5 Things About Colorectal Screening That You Must Know
With cases of colon cancer in Singapore on the rise, going for regular screening programs is crucial to help in an early detection of the cancer. Colon cancer, which also can be referred to as colorectal cancer, rectal cancer or bowel cancer, is the most common cancer affecting men and second most common cancer affecting women.
Stool test to look for microscopic blood, also known as FIT (fecal immunochemical test) is being used to screen for colorectal cancer nationwide. It is cheap and easily available. Singapore Cancer Society, through their cancer screening program, provides the kits free of charge. It is also available at very low cost at most family physicians’ clinic and polyclinics.
Anyone found with a positive FIT would then be advised to go for a colonoscopy. This strategy is proven to lower the cancer related death in the population. However, there are some facts that are really important to know regarding colorectal screening.
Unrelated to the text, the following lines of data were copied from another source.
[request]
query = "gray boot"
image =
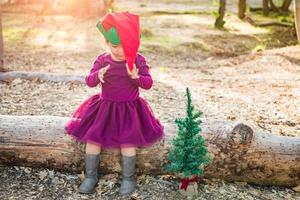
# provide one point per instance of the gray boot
(128, 169)
(91, 174)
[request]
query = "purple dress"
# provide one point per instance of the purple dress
(117, 116)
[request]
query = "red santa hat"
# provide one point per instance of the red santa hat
(127, 27)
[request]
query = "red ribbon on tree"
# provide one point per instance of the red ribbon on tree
(185, 182)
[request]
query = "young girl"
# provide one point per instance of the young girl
(117, 117)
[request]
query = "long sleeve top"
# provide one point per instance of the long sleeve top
(117, 83)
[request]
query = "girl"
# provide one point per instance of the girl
(117, 117)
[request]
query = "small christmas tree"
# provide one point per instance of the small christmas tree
(188, 153)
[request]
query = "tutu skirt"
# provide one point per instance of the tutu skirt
(113, 124)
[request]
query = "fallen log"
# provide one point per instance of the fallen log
(239, 153)
(10, 76)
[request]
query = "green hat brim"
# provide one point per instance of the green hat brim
(111, 35)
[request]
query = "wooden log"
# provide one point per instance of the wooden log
(297, 18)
(239, 153)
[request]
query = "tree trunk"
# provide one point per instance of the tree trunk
(10, 76)
(242, 8)
(266, 7)
(297, 18)
(239, 154)
(219, 23)
(1, 43)
(285, 5)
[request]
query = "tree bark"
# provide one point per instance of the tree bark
(297, 18)
(219, 23)
(285, 5)
(266, 7)
(1, 43)
(242, 9)
(239, 153)
(10, 76)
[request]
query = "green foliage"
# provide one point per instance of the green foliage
(188, 153)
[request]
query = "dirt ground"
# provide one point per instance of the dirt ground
(242, 73)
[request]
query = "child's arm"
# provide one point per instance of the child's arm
(145, 80)
(92, 79)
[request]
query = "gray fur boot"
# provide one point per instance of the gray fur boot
(128, 170)
(91, 174)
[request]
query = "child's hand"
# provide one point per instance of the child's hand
(101, 73)
(134, 73)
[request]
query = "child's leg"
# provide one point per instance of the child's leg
(128, 160)
(92, 158)
(92, 148)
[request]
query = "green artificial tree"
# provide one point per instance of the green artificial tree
(188, 153)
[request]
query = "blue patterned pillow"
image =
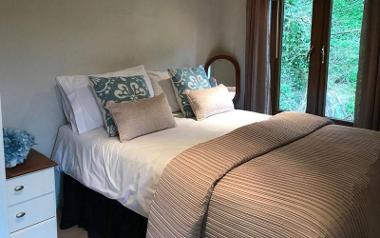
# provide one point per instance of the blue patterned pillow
(184, 79)
(118, 89)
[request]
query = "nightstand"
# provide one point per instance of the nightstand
(30, 196)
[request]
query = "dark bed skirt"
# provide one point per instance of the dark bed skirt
(100, 216)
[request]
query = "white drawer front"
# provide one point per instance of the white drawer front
(46, 229)
(29, 186)
(31, 212)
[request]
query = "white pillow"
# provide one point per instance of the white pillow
(163, 79)
(86, 114)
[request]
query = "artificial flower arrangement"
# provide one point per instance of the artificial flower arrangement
(17, 144)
Colonoscopy Is Still Better
Each FIT only has a sensitivity of about 20-30% for detecting large polyps and about 80% for detecting colorectal cancer. In other words, if you only do FIT once, at least 7 out of 10 big polyps would not be detected and two out of ten cancer would be missed. This is is stark contrast with colonoscopy: All large polyps and colorectal cancers are expected to be diagnosed with a single colonoscopy done by a well trained gastroenterologist. The main reason preventing colonoscopy from being recommended as the main strategy is the cost involved.
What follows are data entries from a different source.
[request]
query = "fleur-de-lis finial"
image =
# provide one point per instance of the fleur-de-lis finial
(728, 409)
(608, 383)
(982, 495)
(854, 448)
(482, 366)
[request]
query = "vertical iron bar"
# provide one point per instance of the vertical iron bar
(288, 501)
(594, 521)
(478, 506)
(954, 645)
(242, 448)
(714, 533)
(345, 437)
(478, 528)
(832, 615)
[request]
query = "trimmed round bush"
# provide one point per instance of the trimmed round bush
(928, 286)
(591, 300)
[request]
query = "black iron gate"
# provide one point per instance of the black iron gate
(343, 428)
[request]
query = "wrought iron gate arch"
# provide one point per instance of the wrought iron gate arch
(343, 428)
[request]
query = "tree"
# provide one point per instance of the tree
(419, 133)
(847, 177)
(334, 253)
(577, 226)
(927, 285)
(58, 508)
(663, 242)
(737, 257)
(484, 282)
It is a new technique of doing colonoscopy, where water instead of air or CO2 is used to facilitate insertion of colonoscope into the colon. Water-assisted colonoscopy is more comfortable and it reduces the need for sedative medication and adds to the safety of colonoscopy.
Using Cold Snare For Polypectomy
The risk of perforation (causing a hole in the colon) reduces significantly when the gastroenterologist use cold snare to remove small polyps. This is a newer approach that is advocated by major professional bodies governing the use of colonoscopy world wide.
The Skills Of The Person Doing The Colonoscopy Matters The Most
This is highlighted repeatedly in all major guidelines governing the use of colonoscopy as a screening tool for colorectal cancer. The specialist that is trained specifically to do endoscopy including colonoscopy is called a gastroenterologist. The gastroenterologist should have a high volume of colonoscopy, a very short average cecal intubation time (<5 minutes), at least 6 minutes in withdrawal time and have at least 25% adenoma detection rate.
When Should I Go For Colorectal Screening?
For a while the recommendation is for an average risk person is to start screening at age of 50. This guideline has recently been changed in the United State and the age to start screening has been lowered to 45 because the age of onset of colorectal is decreasing over time. The recommended age to start screening is a balance between case detection and cost of screening. If cost is not an issue, screening can be done earlier. health screening is not complete without colorectal screening for most individual. For those with a higher risk of colorectal cancer, including people with family history and certain colon conditions, there should consult with doctors regarding the optimum age to begin screening.